Background technology
Thulium-doped fiber laser is operated in human eye safe waveband, has good application prospect in fields such as laser radar, remote sensing, medical treatment, free space optical communication, has become one of the most potential current laser technology.
Multi-wavelength thulium-doped fiber laser can substitute the labyrinth combined by multiple conventional laser at wavelength division multiplexing, and meets the requirement of multichannel number simultaneously, can very large simplied system structure, reduces costs.

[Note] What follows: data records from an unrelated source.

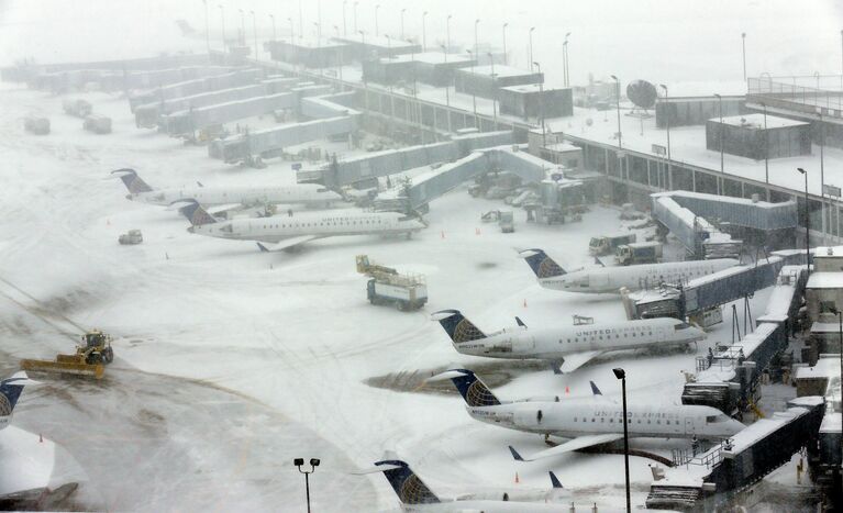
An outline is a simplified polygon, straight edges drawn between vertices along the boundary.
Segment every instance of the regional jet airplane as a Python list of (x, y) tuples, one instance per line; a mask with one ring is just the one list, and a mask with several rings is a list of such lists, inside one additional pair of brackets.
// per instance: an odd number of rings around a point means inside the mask
[(706, 338), (702, 330), (667, 317), (539, 330), (528, 330), (515, 317), (517, 327), (488, 335), (458, 310), (442, 310), (432, 317), (464, 355), (547, 360), (556, 373), (573, 372), (610, 350), (681, 346)]
[[(466, 369), (452, 369), (431, 380), (450, 379), (466, 402), (474, 419), (510, 430), (570, 438), (564, 444), (523, 457), (510, 447), (520, 461), (534, 461), (595, 445), (623, 439), (623, 409), (602, 395), (591, 382), (592, 399), (501, 401)], [(723, 439), (744, 428), (740, 422), (711, 406), (691, 404), (640, 404), (626, 410), (631, 438)]]
[(218, 221), (196, 201), (180, 209), (190, 221), (188, 231), (210, 237), (254, 241), (262, 252), (292, 249), (318, 238), (345, 235), (401, 235), (408, 238), (426, 225), (419, 218), (398, 212), (323, 211), (270, 218)]
[[(521, 502), (529, 501), (529, 494), (515, 492), (501, 492), (500, 499), (481, 499), (474, 495), (464, 495), (457, 499), (442, 499), (437, 497), (433, 491), (428, 488), (424, 481), (410, 469), (407, 462), (398, 459), (398, 456), (393, 453), (388, 453), (385, 459), (376, 461), (375, 466), (370, 469), (366, 469), (357, 475), (384, 472), (384, 476), (392, 486), (398, 495), (398, 500), (401, 502), (402, 511), (412, 512), (431, 512), (431, 513), (540, 513), (540, 512), (558, 512), (559, 504), (544, 504), (539, 502)], [(562, 490), (562, 483), (553, 472), (551, 475), (551, 482), (553, 484), (553, 491), (551, 493), (543, 493), (543, 497), (534, 497), (532, 500), (547, 501), (554, 500), (556, 491)], [(550, 497), (548, 497), (550, 495)], [(600, 511), (603, 511), (600, 509)]]
[(0, 430), (12, 422), (12, 412), (18, 399), (23, 392), (25, 384), (34, 384), (35, 381), (29, 379), (26, 372), (16, 372), (11, 378), (0, 381)]
[(190, 199), (204, 207), (217, 208), (214, 210), (230, 210), (241, 207), (266, 208), (274, 204), (330, 207), (331, 203), (343, 199), (323, 186), (310, 183), (273, 187), (204, 187), (197, 182), (197, 187), (182, 189), (153, 189), (137, 176), (134, 169), (118, 169), (111, 174), (119, 176), (129, 189), (126, 199), (159, 205), (169, 205), (175, 201)]
[(684, 283), (740, 264), (733, 258), (669, 261), (630, 267), (597, 267), (566, 271), (541, 249), (521, 252), (545, 289), (568, 292), (619, 293), (625, 287), (641, 290), (661, 283)]

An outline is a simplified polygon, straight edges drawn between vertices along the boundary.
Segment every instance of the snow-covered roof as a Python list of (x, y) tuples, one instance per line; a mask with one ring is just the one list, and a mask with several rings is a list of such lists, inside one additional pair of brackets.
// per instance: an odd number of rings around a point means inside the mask
[[(720, 118), (712, 118), (710, 121), (720, 122)], [(743, 129), (751, 130), (764, 130), (764, 114), (732, 115), (729, 118), (723, 118), (723, 124), (741, 126)], [(790, 126), (809, 125), (810, 123), (806, 123), (805, 121), (795, 121), (788, 120), (787, 118), (767, 115), (767, 129), (787, 129)]]
[(459, 71), (474, 74), (474, 75), (485, 75), (488, 77), (491, 77), (491, 74), (495, 73), (495, 76), (498, 78), (523, 77), (526, 75), (533, 75), (533, 71), (530, 71), (529, 69), (513, 68), (512, 66), (504, 66), (502, 64), (498, 64), (495, 66), (491, 66), (491, 65), (474, 66), (472, 68), (461, 69)]
[(814, 272), (808, 278), (809, 289), (843, 289), (843, 272)]
[[(498, 74), (498, 68), (495, 68), (495, 74)], [(507, 86), (502, 87), (500, 89), (512, 91), (512, 92), (521, 92), (521, 93), (533, 93), (533, 92), (547, 92), (547, 91), (558, 91), (562, 89), (562, 87), (551, 87), (547, 85), (539, 85), (539, 83), (521, 83), (519, 86)]]
[(466, 54), (445, 54), (443, 52), (422, 52), (419, 54), (396, 55), (391, 58), (382, 58), (380, 60), (384, 63), (389, 63), (389, 62), (409, 63), (414, 60), (417, 63), (424, 63), (424, 64), (453, 64), (453, 63), (466, 64), (466, 63), (470, 63), (474, 59)]
[(574, 146), (573, 144), (569, 144), (569, 143), (548, 144), (547, 146), (545, 146), (545, 149), (550, 149), (552, 152), (581, 152), (583, 150), (583, 148), (580, 148), (579, 146)]
[(813, 367), (797, 367), (796, 369), (796, 379), (831, 378), (834, 376), (840, 376), (838, 355), (822, 355)]

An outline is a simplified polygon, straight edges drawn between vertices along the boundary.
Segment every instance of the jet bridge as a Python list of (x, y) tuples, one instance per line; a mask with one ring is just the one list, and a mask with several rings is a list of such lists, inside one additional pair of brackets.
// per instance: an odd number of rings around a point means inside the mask
[[(321, 89), (308, 89), (315, 90)], [(252, 161), (255, 156), (268, 158), (280, 155), (288, 146), (354, 132), (361, 113), (335, 102), (350, 94), (353, 92), (301, 98), (298, 102), (301, 113), (314, 120), (217, 140), (208, 146), (208, 155), (225, 163)]]
[(295, 92), (282, 92), (174, 112), (163, 115), (160, 120), (167, 133), (177, 136), (211, 125), (268, 114), (280, 109), (292, 109), (297, 101), (298, 96)]
[(689, 191), (657, 192), (651, 194), (651, 201), (653, 216), (688, 253), (705, 258), (722, 257), (730, 246), (732, 253), (740, 253), (740, 241), (732, 241), (731, 235), (712, 222), (764, 232), (792, 228), (797, 224), (795, 201), (768, 203)]
[(174, 98), (189, 97), (219, 89), (248, 86), (249, 83), (255, 83), (259, 80), (263, 73), (260, 69), (223, 69), (223, 71), (217, 75), (184, 80), (147, 89), (145, 91), (132, 92), (129, 94), (129, 108), (134, 112), (138, 105), (171, 100)]
[(158, 126), (158, 122), (163, 114), (220, 103), (229, 103), (232, 101), (247, 100), (249, 98), (265, 94), (266, 88), (263, 85), (253, 83), (251, 86), (221, 89), (218, 91), (202, 92), (189, 97), (179, 97), (160, 102), (147, 103), (145, 105), (138, 105), (135, 109), (135, 125), (138, 129), (155, 129)]
[(734, 344), (697, 358), (697, 375), (685, 384), (683, 404), (705, 404), (733, 413), (754, 402), (762, 371), (787, 347), (807, 281), (806, 266), (784, 266), (754, 331), (745, 333), (752, 330), (752, 319), (748, 325), (744, 320), (742, 339), (739, 334)]
[[(517, 148), (517, 147), (515, 147)], [(555, 166), (528, 153), (510, 146), (479, 149), (451, 164), (445, 164), (420, 176), (413, 177), (412, 182), (401, 190), (379, 197), (376, 208), (393, 210), (393, 202), (403, 203), (410, 210), (419, 210), (431, 201), (451, 191), (459, 183), (490, 170), (506, 170), (528, 183), (540, 183), (545, 180)], [(579, 183), (576, 180), (559, 179), (562, 182)], [(380, 203), (380, 207), (379, 207)]]
[(371, 153), (335, 160), (317, 170), (300, 170), (299, 182), (319, 182), (330, 188), (359, 183), (437, 163), (453, 163), (475, 149), (512, 144), (512, 132), (482, 132), (452, 137), (451, 141)]
[(816, 445), (823, 398), (805, 397), (710, 450), (677, 461), (650, 486), (647, 509), (719, 511), (803, 447)]

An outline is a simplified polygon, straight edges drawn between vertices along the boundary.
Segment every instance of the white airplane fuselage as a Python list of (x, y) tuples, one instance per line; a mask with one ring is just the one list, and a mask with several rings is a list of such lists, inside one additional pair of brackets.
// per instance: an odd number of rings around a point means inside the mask
[(646, 319), (558, 328), (508, 328), (477, 341), (454, 343), (459, 353), (489, 358), (562, 359), (585, 352), (675, 346), (706, 338), (705, 332), (676, 319)]
[[(474, 419), (528, 433), (564, 438), (623, 434), (623, 409), (609, 400), (518, 401), (495, 406), (466, 406)], [(541, 413), (540, 413), (541, 412)], [(728, 438), (744, 425), (711, 406), (635, 405), (626, 410), (632, 438)]]
[[(401, 504), (401, 511), (418, 513), (559, 513), (561, 504), (509, 501), (443, 501), (434, 504)], [(602, 509), (600, 511), (603, 511)]]
[(409, 234), (424, 228), (421, 221), (397, 212), (303, 212), (271, 218), (241, 218), (190, 226), (188, 231), (211, 237), (279, 243), (287, 238), (324, 238), (345, 235)]
[(302, 183), (278, 187), (189, 187), (135, 192), (126, 196), (132, 201), (169, 205), (174, 201), (196, 200), (199, 204), (214, 207), (240, 203), (244, 207), (267, 204), (306, 204), (328, 207), (343, 198), (323, 186)]
[(565, 290), (567, 292), (619, 293), (622, 287), (629, 290), (641, 290), (656, 287), (662, 282), (684, 283), (739, 264), (733, 258), (719, 258), (713, 260), (644, 264), (629, 267), (595, 267), (566, 272), (561, 276), (539, 278), (539, 285), (546, 289)]

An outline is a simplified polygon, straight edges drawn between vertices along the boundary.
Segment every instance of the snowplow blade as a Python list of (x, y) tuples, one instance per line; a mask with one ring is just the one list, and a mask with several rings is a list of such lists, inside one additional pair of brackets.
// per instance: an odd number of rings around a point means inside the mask
[(102, 379), (102, 376), (106, 373), (104, 365), (89, 365), (79, 361), (79, 359), (73, 355), (58, 355), (56, 361), (21, 360), (21, 369), (76, 376), (93, 376), (97, 379)]

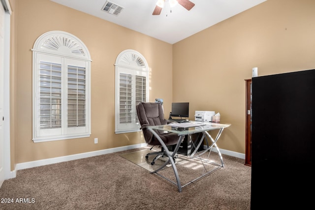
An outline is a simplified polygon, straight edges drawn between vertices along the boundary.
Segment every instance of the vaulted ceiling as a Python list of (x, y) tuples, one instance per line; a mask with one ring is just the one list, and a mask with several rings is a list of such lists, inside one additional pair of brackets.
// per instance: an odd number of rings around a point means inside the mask
[[(267, 0), (179, 0), (171, 8), (165, 0), (158, 15), (153, 15), (158, 0), (51, 0), (174, 44)], [(189, 1), (195, 5), (188, 10), (183, 4)]]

Invention at present about multi-wavelength thulium-doped fiber laser is still in the starting stage with research, and existing multi-wavelength thulium-doped fiber laser mainly contains following several scheme: 1, adopt nonlinear polarization rotation and four-wave mixing effect; 2, properties in nonlinear optical loop mirror is adopted; 3, high-birefringence fiber Bragg grating is adopted.Scheme 1 and scheme 2 are all based on nonlinear effect, and nonlinear effect can effectively suppression mode competition, but the highly nonlinear optical fiber of needs introducing more than hundred meters in laser cavity, and threshold value is high, poor stability, complex structure, are unfavorable for that device is integrated with miniaturization.The multiwavelength laser number of wavelengths that scheme 3 obtains is limited, and number of wavelengths is untunable, is difficult to generation more than 3 wavelength and exports.Therefore, simplifying the mode competition that multi-wavelength optical fiber laser structure also suppresses to be caused by thulium atom HOMOGENEOUS BROADENING simultaneously effectively, is improve multi-wavelength optical fiber laser performance, the most effectual way reduced costs.
Summary of the invention
In order to solve, existing multi-wavelength thulium-doped fiber laser threshold value is high, poor stability, baroque technical problem in the present invention, proposes a kind of linear cavity multi-wavelength thulium-doped fiber laser based on M-Z interferometer.
Based on the linear cavity multi-wavelength thulium-doped fiber laser of M-Z interferometer, comprise laser pumping source, wavelength division multiplexer, single mode thulium doped fiber, the first Polarization Controller second Polarization Controller, the first coupler, the second coupler, protect inclined thulium doped fiber and circulator;
It is characterized in that, laser pumping source is held with a of wavelength division multiplexer and is connected, the b end of wavelength division multiplexer is connected with single mode thulium doped fiber and the first Polarization Controller respectively with c end, the other end of the first Polarization Controller is connected with the first coupler d1 end, the d3 end of the first coupler is connected with the second Polarization Controller, the second Polarization Controller other end is connected with the inclined thulium doped fiber of guarantor, protect the inclined thulium doped fiber other end to be connected with the e1 end of the second coupler, the e2 end of the second coupler is connected with the d4 end of the first coupler, the e3 end of the second coupler is connected with e4 end, the d2 end of the first coupler is as output, the thulium doped fiber other end is connected with the f1 end of circulator, the f2 end of circulator is connected with f3 end, form full optical fiber laser linear laser cavity structure.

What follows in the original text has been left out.